Nature Calls Dir. Todd Rohal

[Magnet Releasing; 2012]

Styles: Comedy
Others: Klown, Role Models

Nature Calls centers on Randy (Patton Oswalt) and Kirk (Johnny Knoxville), two brothers living in what appears to be suburban Ohio. Kirk is a businessman living in a McMansion, and Randy is a diehard Boy Scout who resides with his catatonic troop-leader father. Randy, seeking to carry on the family tradition and noting that interest in scouting has waned in recent times, decides to kidnap a group of young boys from a slumber party at Kirk’s house and run them off into the woods to teach them the ways of the outdoorsman. Kirk and pals give chase, and we have a movie.

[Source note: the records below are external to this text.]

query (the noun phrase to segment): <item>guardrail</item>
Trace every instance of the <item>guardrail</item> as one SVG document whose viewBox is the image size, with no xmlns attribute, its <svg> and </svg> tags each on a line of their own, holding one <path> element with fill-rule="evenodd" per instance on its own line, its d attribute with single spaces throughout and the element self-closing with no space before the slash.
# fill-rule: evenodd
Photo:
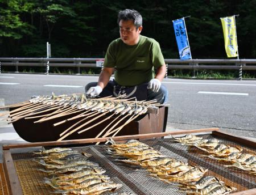
<svg viewBox="0 0 256 195">
<path fill-rule="evenodd" d="M 18 73 L 19 66 L 44 66 L 48 74 L 49 67 L 77 67 L 77 74 L 80 74 L 80 67 L 101 67 L 103 58 L 0 58 L 0 73 L 1 66 L 15 66 Z M 168 69 L 190 69 L 194 73 L 197 70 L 238 70 L 239 78 L 242 79 L 242 70 L 255 70 L 256 59 L 195 59 L 180 60 L 165 59 Z"/>
</svg>

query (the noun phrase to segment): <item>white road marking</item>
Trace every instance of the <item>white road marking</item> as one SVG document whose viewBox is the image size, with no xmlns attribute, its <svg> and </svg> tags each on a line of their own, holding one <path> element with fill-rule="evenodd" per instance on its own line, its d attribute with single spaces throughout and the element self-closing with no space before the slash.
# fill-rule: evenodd
<svg viewBox="0 0 256 195">
<path fill-rule="evenodd" d="M 59 85 L 59 84 L 44 84 L 44 87 L 73 87 L 79 88 L 82 87 L 81 86 L 68 86 L 68 85 Z"/>
<path fill-rule="evenodd" d="M 249 95 L 249 94 L 247 93 L 231 93 L 231 92 L 228 92 L 199 91 L 197 93 L 198 94 L 205 94 Z"/>
<path fill-rule="evenodd" d="M 234 85 L 234 86 L 256 86 L 256 84 L 236 84 L 236 83 L 188 83 L 188 82 L 172 82 L 163 81 L 163 83 L 172 84 L 212 84 L 212 85 Z"/>
<path fill-rule="evenodd" d="M 0 84 L 19 84 L 20 83 L 0 83 Z"/>
</svg>

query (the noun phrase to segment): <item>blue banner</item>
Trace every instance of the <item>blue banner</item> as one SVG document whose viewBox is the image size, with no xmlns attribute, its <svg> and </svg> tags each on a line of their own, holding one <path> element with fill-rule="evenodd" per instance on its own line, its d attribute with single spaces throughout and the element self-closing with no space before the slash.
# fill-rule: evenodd
<svg viewBox="0 0 256 195">
<path fill-rule="evenodd" d="M 191 53 L 190 52 L 184 18 L 173 20 L 172 22 L 180 60 L 191 59 Z"/>
</svg>

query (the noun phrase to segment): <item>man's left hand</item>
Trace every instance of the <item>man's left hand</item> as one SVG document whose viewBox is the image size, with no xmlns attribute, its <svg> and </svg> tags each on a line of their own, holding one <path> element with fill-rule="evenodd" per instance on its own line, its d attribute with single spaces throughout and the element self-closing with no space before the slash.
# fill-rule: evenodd
<svg viewBox="0 0 256 195">
<path fill-rule="evenodd" d="M 152 79 L 150 80 L 147 86 L 148 89 L 151 89 L 153 92 L 157 92 L 159 91 L 161 86 L 161 82 L 158 79 Z"/>
</svg>

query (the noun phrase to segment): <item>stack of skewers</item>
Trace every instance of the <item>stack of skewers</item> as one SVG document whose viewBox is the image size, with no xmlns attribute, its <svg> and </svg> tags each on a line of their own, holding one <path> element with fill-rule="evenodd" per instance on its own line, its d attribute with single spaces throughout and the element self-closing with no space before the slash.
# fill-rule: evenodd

If this seems like a thin premise, it is, and there is unfortunately not much in the way of comedy to bolster it. Almost every joke in the film is tired and poorly executed — and everyone involved seems to know it. The late Patrice O’Neal gets a few amusing lines in, but his character seems oddly shoehorned into the film even though he doesn’t get all that much screen time.

Nature Calls falls back again and again on the fervent hope that audiences across America will still find foul-mouthed eight-year-olds to be extremely hilarious. The acting and directing shuffle between manic and sleepy-eyed, and there is some unapologetic homophobia and sexism to make sure everyone leaves the theatre (or, perhaps more accurately, the movie-on-demand screening area) with a bad taste in their mouth.

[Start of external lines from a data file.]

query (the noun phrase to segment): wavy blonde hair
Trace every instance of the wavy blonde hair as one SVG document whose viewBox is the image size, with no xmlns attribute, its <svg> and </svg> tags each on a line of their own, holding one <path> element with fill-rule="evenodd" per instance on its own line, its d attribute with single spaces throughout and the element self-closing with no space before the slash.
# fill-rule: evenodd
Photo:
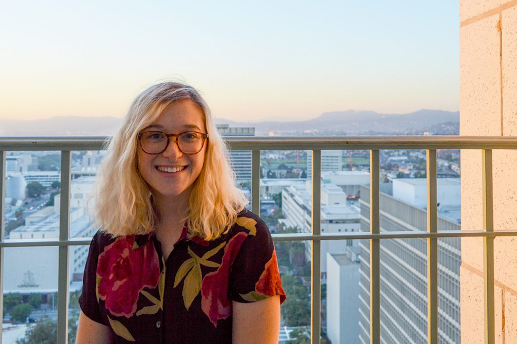
<svg viewBox="0 0 517 344">
<path fill-rule="evenodd" d="M 226 233 L 248 200 L 235 185 L 228 148 L 205 100 L 197 91 L 177 82 L 152 86 L 131 104 L 122 126 L 107 141 L 94 186 L 93 222 L 113 236 L 147 234 L 157 221 L 153 197 L 138 172 L 138 134 L 156 121 L 171 103 L 189 99 L 203 114 L 208 139 L 201 172 L 194 182 L 185 219 L 190 236 L 210 241 Z"/>
</svg>

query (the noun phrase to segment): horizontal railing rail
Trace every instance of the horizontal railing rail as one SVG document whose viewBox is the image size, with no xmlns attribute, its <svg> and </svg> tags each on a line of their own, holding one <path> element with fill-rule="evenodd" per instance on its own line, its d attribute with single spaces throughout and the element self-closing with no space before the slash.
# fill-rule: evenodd
<svg viewBox="0 0 517 344">
<path fill-rule="evenodd" d="M 69 248 L 89 244 L 90 240 L 71 238 L 69 234 L 71 152 L 101 150 L 109 138 L 105 137 L 0 137 L 0 312 L 3 307 L 4 249 L 9 247 L 55 246 L 59 247 L 58 281 L 57 343 L 67 342 L 68 310 L 68 266 Z M 312 243 L 311 342 L 320 342 L 321 308 L 321 242 L 350 239 L 370 241 L 370 342 L 379 344 L 380 330 L 380 241 L 393 238 L 424 238 L 428 243 L 428 342 L 438 342 L 438 245 L 444 237 L 482 237 L 484 262 L 484 313 L 485 343 L 495 341 L 494 300 L 494 238 L 517 235 L 517 230 L 500 230 L 493 226 L 492 152 L 493 149 L 517 149 L 517 138 L 464 136 L 286 136 L 228 137 L 225 138 L 233 150 L 251 151 L 252 210 L 260 213 L 260 154 L 261 151 L 306 149 L 312 154 L 312 211 L 311 233 L 273 234 L 276 241 L 308 241 Z M 480 149 L 482 152 L 483 229 L 469 231 L 438 231 L 436 227 L 436 150 Z M 321 228 L 321 151 L 333 149 L 362 149 L 370 152 L 370 219 L 369 232 L 322 233 Z M 385 232 L 379 226 L 379 151 L 423 149 L 427 155 L 427 228 L 424 230 Z M 61 204 L 58 240 L 13 240 L 4 237 L 6 152 L 20 151 L 55 151 L 62 154 Z M 316 211 L 315 211 L 315 210 Z M 0 330 L 0 344 L 2 343 Z"/>
</svg>

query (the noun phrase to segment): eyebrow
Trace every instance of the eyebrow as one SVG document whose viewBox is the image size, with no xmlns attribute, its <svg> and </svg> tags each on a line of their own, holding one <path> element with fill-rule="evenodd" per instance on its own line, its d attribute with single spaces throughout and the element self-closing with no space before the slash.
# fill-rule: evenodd
<svg viewBox="0 0 517 344">
<path fill-rule="evenodd" d="M 197 126 L 195 125 L 195 124 L 187 124 L 183 126 L 182 128 L 185 129 L 197 129 L 200 131 L 202 131 L 201 128 L 198 127 Z M 148 127 L 146 127 L 145 128 L 144 128 L 144 130 L 145 130 L 149 129 L 159 129 L 163 130 L 165 129 L 165 128 L 163 127 L 163 126 L 160 125 L 159 124 L 152 124 Z"/>
</svg>

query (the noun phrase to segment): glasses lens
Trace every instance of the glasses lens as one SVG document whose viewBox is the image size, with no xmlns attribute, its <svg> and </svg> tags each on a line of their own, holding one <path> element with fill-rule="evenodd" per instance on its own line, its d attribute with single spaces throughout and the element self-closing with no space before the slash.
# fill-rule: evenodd
<svg viewBox="0 0 517 344">
<path fill-rule="evenodd" d="M 181 152 L 187 154 L 196 153 L 203 146 L 203 136 L 194 131 L 181 133 L 178 138 L 178 144 Z"/>
<path fill-rule="evenodd" d="M 142 133 L 140 139 L 142 148 L 145 152 L 154 154 L 163 152 L 167 145 L 167 137 L 159 131 L 146 131 Z"/>
</svg>

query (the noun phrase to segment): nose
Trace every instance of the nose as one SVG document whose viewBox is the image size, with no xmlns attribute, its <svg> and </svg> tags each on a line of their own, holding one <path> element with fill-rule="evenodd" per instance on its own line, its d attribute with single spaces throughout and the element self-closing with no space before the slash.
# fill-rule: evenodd
<svg viewBox="0 0 517 344">
<path fill-rule="evenodd" d="M 163 156 L 171 160 L 176 160 L 182 155 L 183 152 L 179 150 L 178 144 L 174 138 L 171 138 L 169 140 L 169 144 L 165 147 L 165 151 L 162 152 Z"/>
</svg>

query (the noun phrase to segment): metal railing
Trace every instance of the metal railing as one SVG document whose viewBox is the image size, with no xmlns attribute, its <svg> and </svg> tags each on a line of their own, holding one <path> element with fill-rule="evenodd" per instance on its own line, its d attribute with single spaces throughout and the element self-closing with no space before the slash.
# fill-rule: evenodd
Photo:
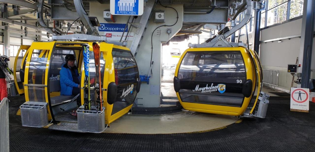
<svg viewBox="0 0 315 152">
<path fill-rule="evenodd" d="M 9 151 L 9 100 L 7 98 L 0 102 L 0 151 Z"/>
<path fill-rule="evenodd" d="M 267 84 L 268 87 L 270 85 L 272 88 L 273 86 L 275 88 L 276 86 L 279 86 L 279 71 L 263 69 L 262 74 L 263 83 Z"/>
</svg>

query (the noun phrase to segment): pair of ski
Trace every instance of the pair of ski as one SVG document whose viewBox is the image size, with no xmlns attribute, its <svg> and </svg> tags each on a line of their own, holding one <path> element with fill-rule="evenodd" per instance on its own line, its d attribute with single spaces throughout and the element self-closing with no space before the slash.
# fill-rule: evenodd
<svg viewBox="0 0 315 152">
<path fill-rule="evenodd" d="M 100 46 L 98 44 L 93 43 L 93 52 L 90 52 L 90 47 L 88 44 L 82 45 L 83 50 L 83 60 L 84 64 L 84 71 L 85 77 L 84 79 L 84 110 L 91 110 L 92 101 L 91 98 L 90 91 L 91 90 L 90 83 L 90 61 L 94 60 L 95 65 L 95 73 L 94 78 L 94 89 L 96 91 L 97 98 L 95 100 L 94 104 L 96 108 L 97 112 L 100 108 L 100 111 L 103 110 L 103 98 L 102 97 L 102 91 L 101 85 L 100 65 Z"/>
</svg>

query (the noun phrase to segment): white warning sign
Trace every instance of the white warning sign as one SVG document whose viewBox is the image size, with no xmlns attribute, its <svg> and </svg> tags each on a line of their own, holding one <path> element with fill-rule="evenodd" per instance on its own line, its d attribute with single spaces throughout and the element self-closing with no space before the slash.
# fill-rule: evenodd
<svg viewBox="0 0 315 152">
<path fill-rule="evenodd" d="M 309 91 L 308 88 L 291 88 L 290 108 L 291 110 L 308 111 Z"/>
</svg>

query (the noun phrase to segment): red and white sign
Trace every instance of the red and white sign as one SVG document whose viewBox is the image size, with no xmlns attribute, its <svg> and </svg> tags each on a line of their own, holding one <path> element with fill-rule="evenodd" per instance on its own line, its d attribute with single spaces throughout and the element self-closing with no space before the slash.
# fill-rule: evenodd
<svg viewBox="0 0 315 152">
<path fill-rule="evenodd" d="M 100 32 L 100 33 L 101 32 Z M 106 36 L 106 39 L 107 40 L 120 40 L 121 38 L 121 35 L 123 34 L 123 32 L 104 32 L 104 34 Z M 133 32 L 129 32 L 127 36 L 127 39 L 126 40 L 127 41 L 132 41 L 134 39 Z M 125 40 L 126 38 L 126 35 L 127 34 L 127 32 L 125 32 L 123 36 L 123 37 L 122 40 L 122 41 Z"/>
<path fill-rule="evenodd" d="M 290 108 L 308 110 L 309 92 L 310 89 L 308 88 L 291 88 Z"/>
</svg>

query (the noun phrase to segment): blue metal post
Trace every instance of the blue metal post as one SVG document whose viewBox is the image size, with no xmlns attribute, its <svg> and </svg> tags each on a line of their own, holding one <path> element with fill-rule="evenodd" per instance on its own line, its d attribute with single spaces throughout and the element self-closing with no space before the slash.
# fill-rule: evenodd
<svg viewBox="0 0 315 152">
<path fill-rule="evenodd" d="M 315 2 L 304 0 L 299 62 L 302 63 L 301 87 L 302 88 L 309 87 L 314 22 Z"/>
</svg>

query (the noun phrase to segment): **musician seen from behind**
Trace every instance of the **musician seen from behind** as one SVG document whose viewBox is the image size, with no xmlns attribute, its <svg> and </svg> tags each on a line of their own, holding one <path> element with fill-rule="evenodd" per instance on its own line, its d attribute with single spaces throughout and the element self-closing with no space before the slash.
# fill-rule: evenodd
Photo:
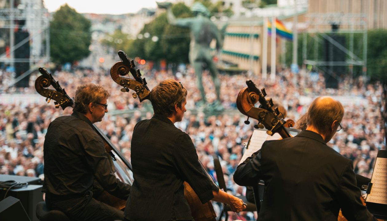
<svg viewBox="0 0 387 221">
<path fill-rule="evenodd" d="M 339 101 L 317 98 L 309 108 L 306 130 L 266 141 L 239 165 L 236 183 L 265 182 L 259 220 L 336 221 L 340 209 L 349 221 L 374 219 L 361 201 L 352 161 L 326 145 L 341 128 L 344 113 Z"/>
<path fill-rule="evenodd" d="M 127 202 L 125 220 L 192 220 L 184 197 L 186 181 L 201 203 L 210 200 L 245 208 L 240 199 L 215 186 L 198 160 L 191 138 L 175 127 L 187 110 L 187 91 L 174 80 L 161 82 L 151 92 L 154 113 L 139 122 L 132 139 L 134 182 Z"/>
<path fill-rule="evenodd" d="M 92 84 L 78 87 L 70 116 L 51 122 L 44 144 L 45 180 L 42 191 L 50 210 L 63 212 L 72 220 L 123 220 L 123 212 L 93 197 L 94 179 L 105 190 L 126 200 L 130 186 L 111 172 L 102 139 L 92 124 L 108 112 L 109 93 Z"/>
</svg>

For all that, though, I’m almost tempted to think that there is a funny movie somewhere in here, and that it was left on the cutting-room floor. Some of the dialogue is so stilted, and some of the scenes so herky-jerky and bewildering, that it’s not outside of the realm of possibility that they could speak to a somewhat amusing script that got badly off-track during the filming process. Of course, that is wild conjecture on my part. It doesn’t change anything about the final cut, which disappoints on almost every level.